The models differ in which data sources they use, the methodology used to make predictions, and most importantly, how they incorporate changes in human behavior. For example, some models assume that current rates of social distancing, masking, and indoor gathering will continue throughout the prediction period. Others make assumptions that people will change their behavior (and government will change their rules) based on the increasing or decreasing severity of the epidemic.
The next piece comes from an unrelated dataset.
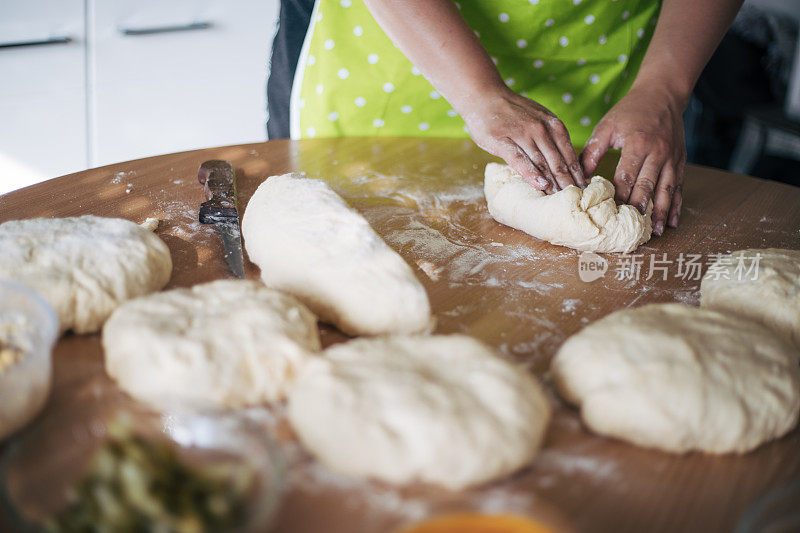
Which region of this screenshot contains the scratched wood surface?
[0,139,800,533]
This can lead to wildly different predictions, all of which may be valid under their assumptions about various unknowns.
TL;DR: The models are interesting, but there are so many of them.
The New York Times has a tracking board for vaccine development, with summary descriptions of the current state of each vaccine candidate and links to news articles.
The NYT also has a similar tracker for COVID-19 drugs and treatments.
Bloomberg has a nice overview of vaccine distribution and administration, with a combination of news, data, and flashy graphics.
If you want to fiddle with the data yourself, here’s one handy list of APIs for Covid information.
Finally, for a different kind of model, check out the microCOVID Project, which is designed to help you estimate your personal chance of catching COVID-19 from various activities. The creators want to encourage us to think about risk in terms of a “microCOVID” — their word for a 1-in-a-million chance of catching COVID-19. For example, if I spend 3 hours hanging out with a friend from the area, indoors, with both of us wearing surgical masks, that’s about 100 microCOVIDs. But if I spend those 3 hours at an indoor party with 10 people from my area, with no one wearing masks, the microCOVID site scores that at 9000 microCOVIDs.
Personally, I don’t find the microCOVID concept intuitive. I end up converting it to a fraction or a percentage. So spending 3 hours with a friend carries 1/10000 chance of of getting COVID-19, but spending that time at the party carries a nearly 1% chance of catching COVID-19.